“¡Quién diera que tuviesen tal corazón, que me temiesen y guardasen todos los días todos mis mandamientos, para que a ellos y a sus hijos les fuese bien para siempre!” (Dt. 5:29). Estas son palabras de Dios para su profeta Moisés, las cuales debían comunicarse a Israel. Y contienen un lamento y un anhelo de Dios por su pueblo. Pareciera que reflejan cierta impotencia de Dios para poder cambiar el pensamiento del hombre hacia sus mandamientos. La falta de conocimiento o ignorancia de Dios y su palabra, exenta de toda contaminación religiosa, limpia, libre de toda malicia y maldad, ha permitido que el hombre, en términos generales, le tenga miedo a Dios.

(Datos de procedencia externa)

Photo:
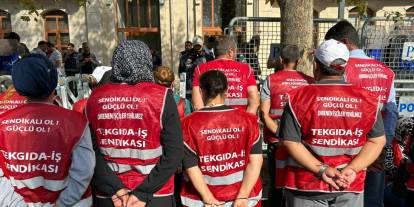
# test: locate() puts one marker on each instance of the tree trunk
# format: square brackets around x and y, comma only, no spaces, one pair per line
[228,12]
[297,29]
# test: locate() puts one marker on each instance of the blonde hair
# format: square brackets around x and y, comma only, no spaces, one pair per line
[164,76]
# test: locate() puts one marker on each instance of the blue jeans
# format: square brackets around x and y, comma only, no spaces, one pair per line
[374,189]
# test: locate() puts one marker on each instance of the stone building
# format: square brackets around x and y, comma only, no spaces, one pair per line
[164,24]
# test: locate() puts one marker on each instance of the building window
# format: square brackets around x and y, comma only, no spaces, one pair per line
[355,17]
[5,23]
[410,12]
[212,17]
[57,28]
[140,19]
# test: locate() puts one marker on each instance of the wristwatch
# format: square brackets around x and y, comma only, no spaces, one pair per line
[323,168]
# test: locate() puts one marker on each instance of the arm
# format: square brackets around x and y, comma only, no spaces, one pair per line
[8,197]
[197,99]
[80,172]
[251,175]
[390,121]
[104,179]
[196,95]
[253,99]
[188,107]
[196,177]
[172,153]
[269,122]
[411,155]
[369,153]
[291,135]
[302,155]
[94,60]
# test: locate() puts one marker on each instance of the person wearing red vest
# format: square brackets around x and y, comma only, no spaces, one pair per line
[46,155]
[332,131]
[242,93]
[378,78]
[410,168]
[165,76]
[99,77]
[10,99]
[137,133]
[272,103]
[223,153]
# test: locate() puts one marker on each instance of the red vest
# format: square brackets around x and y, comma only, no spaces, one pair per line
[10,99]
[280,83]
[237,74]
[222,141]
[127,122]
[80,105]
[36,146]
[371,75]
[334,121]
[181,108]
[410,169]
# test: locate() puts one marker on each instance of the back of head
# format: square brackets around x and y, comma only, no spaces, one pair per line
[50,45]
[164,76]
[343,30]
[290,54]
[132,63]
[13,36]
[34,76]
[223,45]
[40,43]
[213,83]
[331,58]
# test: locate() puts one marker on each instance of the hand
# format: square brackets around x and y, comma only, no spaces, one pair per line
[133,201]
[120,198]
[349,176]
[240,203]
[213,202]
[331,176]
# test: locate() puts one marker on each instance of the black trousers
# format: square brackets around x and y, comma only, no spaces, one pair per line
[409,198]
[276,198]
[167,201]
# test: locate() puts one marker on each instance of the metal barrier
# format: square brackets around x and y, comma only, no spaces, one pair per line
[71,89]
[258,40]
[392,42]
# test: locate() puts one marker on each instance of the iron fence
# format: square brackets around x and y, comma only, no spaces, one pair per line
[258,40]
[391,41]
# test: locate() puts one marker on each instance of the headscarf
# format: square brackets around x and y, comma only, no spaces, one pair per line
[34,76]
[132,63]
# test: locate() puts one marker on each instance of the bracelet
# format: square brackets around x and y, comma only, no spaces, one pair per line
[119,197]
[241,199]
[323,169]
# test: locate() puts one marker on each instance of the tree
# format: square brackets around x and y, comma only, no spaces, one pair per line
[296,28]
[32,7]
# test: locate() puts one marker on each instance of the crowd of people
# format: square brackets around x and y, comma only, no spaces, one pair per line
[70,63]
[135,142]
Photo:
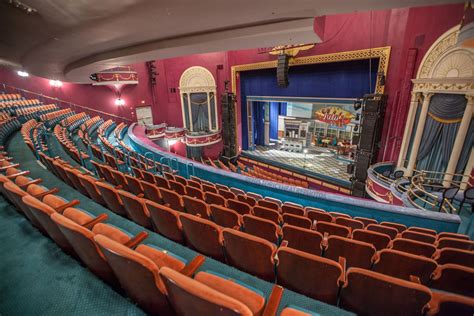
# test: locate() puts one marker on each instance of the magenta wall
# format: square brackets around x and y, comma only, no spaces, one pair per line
[409,31]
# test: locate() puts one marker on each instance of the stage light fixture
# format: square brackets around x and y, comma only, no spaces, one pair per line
[22,73]
[56,83]
[119,102]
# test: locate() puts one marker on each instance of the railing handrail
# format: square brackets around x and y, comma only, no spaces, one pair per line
[71,104]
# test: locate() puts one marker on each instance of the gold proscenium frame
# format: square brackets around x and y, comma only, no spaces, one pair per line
[382,53]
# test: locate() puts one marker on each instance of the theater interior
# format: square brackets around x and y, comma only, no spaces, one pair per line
[277,158]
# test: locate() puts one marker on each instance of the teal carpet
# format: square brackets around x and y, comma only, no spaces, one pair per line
[37,277]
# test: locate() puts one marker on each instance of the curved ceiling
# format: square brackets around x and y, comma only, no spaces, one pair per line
[70,39]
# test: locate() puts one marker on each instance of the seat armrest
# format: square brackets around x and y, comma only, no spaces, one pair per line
[273,301]
[192,266]
[135,241]
[102,217]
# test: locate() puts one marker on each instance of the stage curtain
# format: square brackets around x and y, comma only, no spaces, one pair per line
[199,112]
[351,79]
[258,123]
[466,149]
[274,112]
[444,116]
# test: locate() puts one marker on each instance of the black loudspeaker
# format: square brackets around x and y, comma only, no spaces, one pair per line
[282,70]
[228,126]
[358,189]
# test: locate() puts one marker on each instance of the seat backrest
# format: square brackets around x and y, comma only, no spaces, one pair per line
[415,235]
[333,229]
[453,278]
[397,226]
[152,192]
[319,216]
[296,267]
[137,274]
[203,235]
[81,239]
[370,293]
[454,243]
[262,228]
[269,204]
[172,199]
[293,209]
[267,213]
[249,253]
[297,220]
[366,221]
[451,304]
[135,208]
[303,239]
[165,221]
[403,265]
[379,240]
[412,246]
[239,207]
[225,217]
[349,222]
[191,297]
[196,207]
[213,198]
[111,198]
[456,256]
[195,192]
[357,253]
[389,231]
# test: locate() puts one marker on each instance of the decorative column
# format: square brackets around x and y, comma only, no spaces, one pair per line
[419,133]
[408,128]
[459,142]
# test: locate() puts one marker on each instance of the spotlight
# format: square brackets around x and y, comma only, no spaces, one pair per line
[22,73]
[357,104]
[56,83]
[119,102]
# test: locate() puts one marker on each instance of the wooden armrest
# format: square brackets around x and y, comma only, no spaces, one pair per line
[36,181]
[273,301]
[135,241]
[98,219]
[191,267]
[22,173]
[342,262]
[10,166]
[72,203]
[43,194]
[415,279]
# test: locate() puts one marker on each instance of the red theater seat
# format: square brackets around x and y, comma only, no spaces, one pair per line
[166,221]
[250,254]
[357,253]
[303,239]
[370,293]
[203,235]
[296,269]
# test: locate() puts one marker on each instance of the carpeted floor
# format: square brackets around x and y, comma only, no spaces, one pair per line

El miedo es la reacción inmediata en el hombre ante el peligro amenazante que tiene frente a él. El miedo produce un impulso de huir, de esconderse del peligro inminente. Muchos han enseñado un Dios inmisericorde, cruel, que tiene una enorme espada en sus manos, lista para decapitar a todo infiel. Un Dios impaciente e insensible. Y esto ha producido en el hombre, el miedo que genera rechazo, alejamiento, animadversión y aborrecimiento. Nada más lejos de la verdad que esto. Todo lo contrario, si uno lee cuidadosamente las Sagradas Escrituras, se dará cuenta que Dios es: “…Lento para la ira y grande en misericordia” (Sal. 145:8). “Porque tú, Señor, eres bueno y perdonador, Y grande en misericordia para con todos los que te invocan” (Sal. 86:5).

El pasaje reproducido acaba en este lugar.